As a related point, the brilliance of James Madison was that he put a check against the prevailing emphasis on democratic majority rule. His claim was that majorities themselves can be tyrannical against minority viewpoints. They’re different than the tyranny of monarchy but tyrannical nonetheless. The answer, Madison insisted, was not to get rid of them but rather to “extend the sphere”, such that there are sufficient factions/viewpoints that none can domineer over the other.

The Three Lives of James Madison: Genius, Partisan, President by Noah Feldman

Two key takeaways from this book.

First, Madison, the true authority on the Constitution, offers the clearest answer to a debate that still divides American politics today: Whether the Constitution is strictly relegated to enumerated powers or a living document that evolves with time.

In the early years, Madison argued forcefully to establish norms for how the Constitution should be interpreted, namely, opposing any law not explicitly enumerated. Yet he came to support Hamilton’s national bank and a standing army. This change demonstrates something essential: that Madison did not believe interpretation could be simply relegated to enumerated powers. Rather, he believed interpretation rests in “the true spirit of liberty”.

As the founders transitioned from abstract political theory in the founding years into the realities of governing, they learned that constitutional judgement requires a application that is anchored by first principles. The Constitution was written to secure “the blessings of liberty” but was unable to anticipate all future circumstances. This flexibility is not license to excuse unchecked power or arbitrarily expand the federal government. Rather, Madison’s framework resolves this tension in that laws should be evaluated through the lens of whether they preserve or diminish liberty.

The enduring lesson of Madison’s work is that constitutional interpretation must be principled without being restrictive and adaptive without being unmoored. As conservatives know well, liberty can be diminished with too much government, but it can also be diminished on the other end of the spectrum through a rigid constitution that would prevent protections on anything from civil rights to data privacy.

Second, Madison was the needed check on colonial America’s rush into pure majoritarianism government. Prevailing republican theory assumed a small homogenous society, but the Founders witnessed a nation fractured by growing and competing factions. Madison inverted the theory by arguing the Jeffersonian faith in majority rule contained a fatal flaw: That majorities, just like kings, can also be tyrannical. His solution to “extend the sphere” diluted power by dispersing it across diverse interests so that no single faction could dominate. The Senate today, and the filibuster in particular, remains a critical and enduring component of Madison’s American philosophy.

Working by Robert Caro

I was drawn to Caro’s latest book, because I loved his work on LBJ and now, after reading, look forward to to his book on Robert Moses. Caro wrote about both historic figures not for their own sake but as instruments to examine power and all who were affected by it. This book looks under the hood at his wisdom of craft.

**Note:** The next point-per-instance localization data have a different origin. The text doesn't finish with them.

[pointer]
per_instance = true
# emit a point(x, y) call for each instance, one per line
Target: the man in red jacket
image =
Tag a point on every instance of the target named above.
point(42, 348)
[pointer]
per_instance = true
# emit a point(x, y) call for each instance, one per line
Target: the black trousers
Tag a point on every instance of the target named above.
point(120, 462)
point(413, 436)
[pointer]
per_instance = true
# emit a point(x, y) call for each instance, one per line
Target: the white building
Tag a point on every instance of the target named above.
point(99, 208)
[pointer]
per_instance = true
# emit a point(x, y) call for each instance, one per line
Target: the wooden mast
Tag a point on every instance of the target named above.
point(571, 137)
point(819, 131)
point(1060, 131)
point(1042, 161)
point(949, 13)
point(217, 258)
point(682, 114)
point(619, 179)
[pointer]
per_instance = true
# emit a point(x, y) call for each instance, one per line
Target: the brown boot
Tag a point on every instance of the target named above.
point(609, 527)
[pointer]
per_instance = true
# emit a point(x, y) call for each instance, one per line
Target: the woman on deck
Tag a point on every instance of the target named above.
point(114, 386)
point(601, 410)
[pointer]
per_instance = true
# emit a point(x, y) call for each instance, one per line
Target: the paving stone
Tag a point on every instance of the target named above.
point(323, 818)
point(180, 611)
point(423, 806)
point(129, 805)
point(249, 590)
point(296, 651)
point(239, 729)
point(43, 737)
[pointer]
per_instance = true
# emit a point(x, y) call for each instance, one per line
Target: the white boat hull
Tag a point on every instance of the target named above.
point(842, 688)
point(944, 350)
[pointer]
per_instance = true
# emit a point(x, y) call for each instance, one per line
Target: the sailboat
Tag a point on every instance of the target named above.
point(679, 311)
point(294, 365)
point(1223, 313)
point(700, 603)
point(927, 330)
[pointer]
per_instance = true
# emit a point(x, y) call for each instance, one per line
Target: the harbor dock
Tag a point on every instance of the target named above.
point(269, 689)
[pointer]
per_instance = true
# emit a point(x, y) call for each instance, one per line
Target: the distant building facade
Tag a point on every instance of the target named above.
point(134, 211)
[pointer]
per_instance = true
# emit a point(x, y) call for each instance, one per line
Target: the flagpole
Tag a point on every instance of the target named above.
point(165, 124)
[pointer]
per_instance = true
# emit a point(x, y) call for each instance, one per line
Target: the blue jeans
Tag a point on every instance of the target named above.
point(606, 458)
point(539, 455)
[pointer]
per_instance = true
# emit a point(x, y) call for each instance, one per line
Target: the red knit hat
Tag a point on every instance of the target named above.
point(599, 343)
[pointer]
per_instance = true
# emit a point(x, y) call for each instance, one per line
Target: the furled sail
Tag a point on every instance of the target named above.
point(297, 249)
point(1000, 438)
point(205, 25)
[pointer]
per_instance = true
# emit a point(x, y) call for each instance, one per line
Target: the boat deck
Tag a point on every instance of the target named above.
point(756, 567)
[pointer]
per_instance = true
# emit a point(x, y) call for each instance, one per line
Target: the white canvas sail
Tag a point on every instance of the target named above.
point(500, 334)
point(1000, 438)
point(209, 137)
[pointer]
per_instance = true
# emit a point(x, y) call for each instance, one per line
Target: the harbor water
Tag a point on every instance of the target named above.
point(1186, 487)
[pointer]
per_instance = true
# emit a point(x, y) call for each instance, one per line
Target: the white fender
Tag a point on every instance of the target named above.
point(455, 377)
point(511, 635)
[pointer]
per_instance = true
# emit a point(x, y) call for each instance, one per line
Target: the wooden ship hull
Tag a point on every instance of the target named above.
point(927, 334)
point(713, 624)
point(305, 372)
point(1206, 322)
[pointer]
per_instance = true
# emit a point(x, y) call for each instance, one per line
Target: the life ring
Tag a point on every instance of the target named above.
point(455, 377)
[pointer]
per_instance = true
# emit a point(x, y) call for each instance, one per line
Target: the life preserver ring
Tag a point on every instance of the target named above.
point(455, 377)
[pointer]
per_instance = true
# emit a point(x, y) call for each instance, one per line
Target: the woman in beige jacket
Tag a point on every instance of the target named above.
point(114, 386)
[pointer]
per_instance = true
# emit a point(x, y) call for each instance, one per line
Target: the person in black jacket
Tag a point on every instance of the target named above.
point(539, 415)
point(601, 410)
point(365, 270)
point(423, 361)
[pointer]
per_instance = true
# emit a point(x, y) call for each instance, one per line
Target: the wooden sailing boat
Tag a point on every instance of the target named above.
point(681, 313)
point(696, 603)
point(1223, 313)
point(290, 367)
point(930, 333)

…I want students to learn that writing, the quality of the prose, matters in non-fiction, that writing matters in history.

…my writing seems never to come out well if I’ve talked about it beforehand.

[Excerpt on why he chose LBJ as a subject]:

It was his six years -1955 through 1960-as Senate Majority Leader. For a hundred years before Lyndon Johnson, since the halcyon era of Webster, Clay and Calhoun, no one had been able to make the Senate work – as, in the fifty-nine years since Lyndon Johnson left the Senate, no one’s been able to make the Senate work. But he made it work. During the six years of his leadership, in fact, the Senate became the center of governmental ingenuity, creativity and energy in Washington.

Really, my books are an examination of what power does to people. Power doesn’t always corrupt…[sometimes it] cleanses. But what power always does is reveal.